De acordo com Kupfer, não haverá criação de monopólio com a fusão, porque o setor bancário nacional constitui um oligopólio. Embora sejam mais de 150 bancos, o setor está concentrado na mão de poucos, tipo de mercado em que poucos vendem para muitos, explica o colunista.

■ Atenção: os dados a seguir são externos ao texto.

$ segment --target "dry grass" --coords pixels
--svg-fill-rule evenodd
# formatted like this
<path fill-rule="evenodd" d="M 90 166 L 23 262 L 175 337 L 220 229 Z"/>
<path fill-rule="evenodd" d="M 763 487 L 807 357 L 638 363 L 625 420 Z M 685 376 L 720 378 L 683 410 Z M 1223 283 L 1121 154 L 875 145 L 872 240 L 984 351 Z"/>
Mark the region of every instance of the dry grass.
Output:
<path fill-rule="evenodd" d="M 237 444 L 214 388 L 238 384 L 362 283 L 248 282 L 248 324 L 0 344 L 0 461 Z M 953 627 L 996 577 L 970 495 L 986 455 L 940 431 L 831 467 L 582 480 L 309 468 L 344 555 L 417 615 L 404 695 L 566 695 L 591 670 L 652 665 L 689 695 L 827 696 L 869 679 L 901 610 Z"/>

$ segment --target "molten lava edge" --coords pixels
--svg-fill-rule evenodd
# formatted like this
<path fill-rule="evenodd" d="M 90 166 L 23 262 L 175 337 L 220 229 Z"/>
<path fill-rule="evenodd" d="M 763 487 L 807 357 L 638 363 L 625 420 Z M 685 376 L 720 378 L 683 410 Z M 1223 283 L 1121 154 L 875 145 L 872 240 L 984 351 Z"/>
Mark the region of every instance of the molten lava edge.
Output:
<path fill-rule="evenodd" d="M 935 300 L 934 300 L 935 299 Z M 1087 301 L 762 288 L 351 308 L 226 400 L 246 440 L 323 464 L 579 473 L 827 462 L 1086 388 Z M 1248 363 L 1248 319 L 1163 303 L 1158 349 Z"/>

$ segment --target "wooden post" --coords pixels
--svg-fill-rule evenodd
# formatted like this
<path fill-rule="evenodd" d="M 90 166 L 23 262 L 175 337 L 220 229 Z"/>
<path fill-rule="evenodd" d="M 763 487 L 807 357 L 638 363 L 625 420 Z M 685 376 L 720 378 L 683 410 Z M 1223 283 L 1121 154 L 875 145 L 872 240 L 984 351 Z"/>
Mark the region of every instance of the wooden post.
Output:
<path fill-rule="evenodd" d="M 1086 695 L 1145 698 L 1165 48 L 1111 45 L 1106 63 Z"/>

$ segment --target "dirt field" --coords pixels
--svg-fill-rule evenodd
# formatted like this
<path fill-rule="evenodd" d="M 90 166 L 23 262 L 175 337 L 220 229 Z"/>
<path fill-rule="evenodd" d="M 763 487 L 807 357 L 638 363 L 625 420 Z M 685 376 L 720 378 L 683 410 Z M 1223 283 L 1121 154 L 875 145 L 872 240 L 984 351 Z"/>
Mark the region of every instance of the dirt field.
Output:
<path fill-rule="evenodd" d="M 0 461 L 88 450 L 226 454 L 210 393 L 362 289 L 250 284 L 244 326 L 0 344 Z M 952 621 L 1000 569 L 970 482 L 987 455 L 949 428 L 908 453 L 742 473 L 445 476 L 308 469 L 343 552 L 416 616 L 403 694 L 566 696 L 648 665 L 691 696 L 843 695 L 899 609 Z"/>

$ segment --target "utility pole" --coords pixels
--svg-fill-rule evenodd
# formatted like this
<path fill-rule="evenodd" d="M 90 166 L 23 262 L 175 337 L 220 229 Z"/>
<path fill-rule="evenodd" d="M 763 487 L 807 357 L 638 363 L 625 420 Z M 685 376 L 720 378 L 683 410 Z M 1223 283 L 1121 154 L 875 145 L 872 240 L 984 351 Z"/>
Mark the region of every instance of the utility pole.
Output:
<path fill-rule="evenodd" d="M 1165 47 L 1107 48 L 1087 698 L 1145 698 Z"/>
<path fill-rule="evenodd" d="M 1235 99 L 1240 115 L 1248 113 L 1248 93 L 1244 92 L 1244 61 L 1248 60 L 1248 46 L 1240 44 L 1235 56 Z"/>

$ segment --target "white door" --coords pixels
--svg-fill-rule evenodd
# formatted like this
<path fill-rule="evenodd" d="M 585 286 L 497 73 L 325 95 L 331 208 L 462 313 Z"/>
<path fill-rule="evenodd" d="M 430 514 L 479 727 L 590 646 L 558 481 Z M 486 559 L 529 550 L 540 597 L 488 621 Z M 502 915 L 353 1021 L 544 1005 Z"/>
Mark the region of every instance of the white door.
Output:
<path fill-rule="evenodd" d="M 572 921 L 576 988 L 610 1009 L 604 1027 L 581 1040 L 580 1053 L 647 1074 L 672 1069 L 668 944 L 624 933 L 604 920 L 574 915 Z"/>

Segundo ele, a tendência dos oligopólios é competir muito em propaganda, procurando diferenças de nicho e de público, e menos nos preços e nos produtos oferecidos. Em teoria, portanto, a tendência é um controle maior dos preços, ou seja, dos juros, que é o preço do dinheiro, mercadoria que banco comercia. Leia abaixo, os destaques do chat.

Curto prazo

Kupfer explica que, no curto prazo, a fusão é boa porque fortalece as duas instituições. Mas, depois que a crise passar, a concentração não é boa.

Funcionários

O padrão em fusões desse tipo é que, verificando as superposições, haja um movimento para limpar o conjunto. Isso tende a atingir funcionários, agências, etc. Mas não sabemos ainda os termos do contrato entre os dois bancos - se, por exemplo, poderia haver ou não absorção do nome Unibanco. Mas, em casos que obedecem aos padrões, a tendência é que o Unibanco seja absorvido. Se houver superposição, haverá cortes ou, pelo menos, remanejamentos. É preciso ver os termos do contrato. Há uma idéia de gestão compartilhada, aproveitando os bons administradores e a tradição do Unibanco.

Clientes

Se muda pouco para clientes, com depósitos e aplicações no Unibanco, muda menos ainda para os clientes do Itaú. Por enquanto, o Unibanco continua como era até hoje. Para o correntista, no momento não muda nada. Do ponto de vista da segurança, inclusive, nesta hora de turbulências, é melhor. Depois, precisa ver como vai ser.

BC

Se o Banco Central não aprovar [a operação], volta tudo atrás. Mas esta é uma hipótese muito mais do que teórica.

Ações

Essa fusão não envolveu dinheiro propriamente: é uma troca de ações, dentro de uma proporção negociada. Ambos resolveram dificuldades com uma união. Não posso dizer se é bom investimento comprar ações desses bancos hoje, com tantas incertezas na economia global. Não sei o que pode ocorrer com as ações do Itaú e do Unibanco e menos ainda com a da nova instituição.